ネットワーク関連のドキュメントでは、例として、IPアドレスやドメイン名を使うことがよくあります。あまり考えなく適当なIPアドレスやドメイン名を使っているのをよく見かけますが、実は、こういう目的のために予約されているIPアドレス、ドメイン名があります。

ドキュメントに使えるIPアドレスについて、RFC 3330に次のように書かれています。

192.0.2.0/24 – This block is assigned as “TEST-NET” for use in documentation and example code. It is often used in conjunction with domain names example.com or example.net in vendor and protocol documentation. Addresses within this block should not appear on the public Internet.

192.0.2.0/24のブロック(192.0.2.0〜192.0.2.255)は、ドキュメントやコード例で使えるよう予約してあり、インターネット上では使っちゃいけないことになっています。
また、”example.com”や”example.net”といったドメイン名と組み合わせて使うことが多いと書かれていますが、ドキュメントに使えるドメイン名について、RFC 2606に次のように書かれています。

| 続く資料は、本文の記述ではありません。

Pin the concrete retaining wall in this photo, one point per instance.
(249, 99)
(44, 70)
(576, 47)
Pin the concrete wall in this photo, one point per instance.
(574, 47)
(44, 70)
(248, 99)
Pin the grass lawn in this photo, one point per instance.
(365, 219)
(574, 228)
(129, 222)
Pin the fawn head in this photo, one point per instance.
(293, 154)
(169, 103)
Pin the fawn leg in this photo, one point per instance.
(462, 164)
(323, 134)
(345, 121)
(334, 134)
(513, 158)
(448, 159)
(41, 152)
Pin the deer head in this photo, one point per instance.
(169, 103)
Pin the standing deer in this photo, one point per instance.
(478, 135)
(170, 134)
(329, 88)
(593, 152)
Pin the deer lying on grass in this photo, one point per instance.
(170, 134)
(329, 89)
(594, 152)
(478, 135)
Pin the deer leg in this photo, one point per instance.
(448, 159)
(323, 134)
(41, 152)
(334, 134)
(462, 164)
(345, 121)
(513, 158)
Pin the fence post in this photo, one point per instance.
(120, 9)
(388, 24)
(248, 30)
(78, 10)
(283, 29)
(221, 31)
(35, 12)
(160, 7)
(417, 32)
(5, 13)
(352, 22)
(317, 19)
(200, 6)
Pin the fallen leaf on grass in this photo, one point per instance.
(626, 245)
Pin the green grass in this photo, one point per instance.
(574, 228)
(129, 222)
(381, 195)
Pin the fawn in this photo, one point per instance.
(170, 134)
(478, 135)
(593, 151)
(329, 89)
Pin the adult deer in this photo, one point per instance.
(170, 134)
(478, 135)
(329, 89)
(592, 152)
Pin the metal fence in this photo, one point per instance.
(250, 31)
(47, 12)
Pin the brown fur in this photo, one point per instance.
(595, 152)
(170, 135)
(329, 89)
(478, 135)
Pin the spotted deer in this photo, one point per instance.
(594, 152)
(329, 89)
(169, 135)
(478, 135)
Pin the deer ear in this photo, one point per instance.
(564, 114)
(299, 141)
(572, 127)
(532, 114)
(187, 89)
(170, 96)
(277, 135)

2. TLDs for Testing, & Documentation Examples
    〜中略〜
“.example” is recommended for use in documentation or as examples.

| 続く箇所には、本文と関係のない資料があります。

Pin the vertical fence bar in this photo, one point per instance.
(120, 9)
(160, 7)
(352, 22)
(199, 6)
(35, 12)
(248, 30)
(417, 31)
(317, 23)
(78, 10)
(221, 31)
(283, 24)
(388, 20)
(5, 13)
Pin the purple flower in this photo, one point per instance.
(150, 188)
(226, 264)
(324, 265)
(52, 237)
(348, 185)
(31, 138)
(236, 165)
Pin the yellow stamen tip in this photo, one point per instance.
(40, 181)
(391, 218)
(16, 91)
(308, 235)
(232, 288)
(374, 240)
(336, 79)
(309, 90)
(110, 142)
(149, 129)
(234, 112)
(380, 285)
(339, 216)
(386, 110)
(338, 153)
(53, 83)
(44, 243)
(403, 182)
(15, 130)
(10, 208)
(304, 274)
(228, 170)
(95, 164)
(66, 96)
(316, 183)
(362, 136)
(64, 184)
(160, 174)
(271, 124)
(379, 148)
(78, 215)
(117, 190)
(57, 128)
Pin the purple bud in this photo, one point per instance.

3. Reserved Example Second Level Domain Names
    〜中略〜
 The Internet Assigned Numbers Authority (IANA) also currently has the following second level    domain names reserved which can be used as examples.

       example.com
       example.net
       example.org

このように、”example.com”などのドメイン名は予約されていて、一般の団体や企業、個人がこうしたドメイン名を使うことはできないとされています。

絶対にこうしなきゃいけないわけではありませんが、これらのIPアドレスやドメイン名はドキュメントを書くときに正々堂々と使えるので安心ですね。特別な理由がなければ、こうしたIPアドレスとドメイン名を使うのがおすすめです。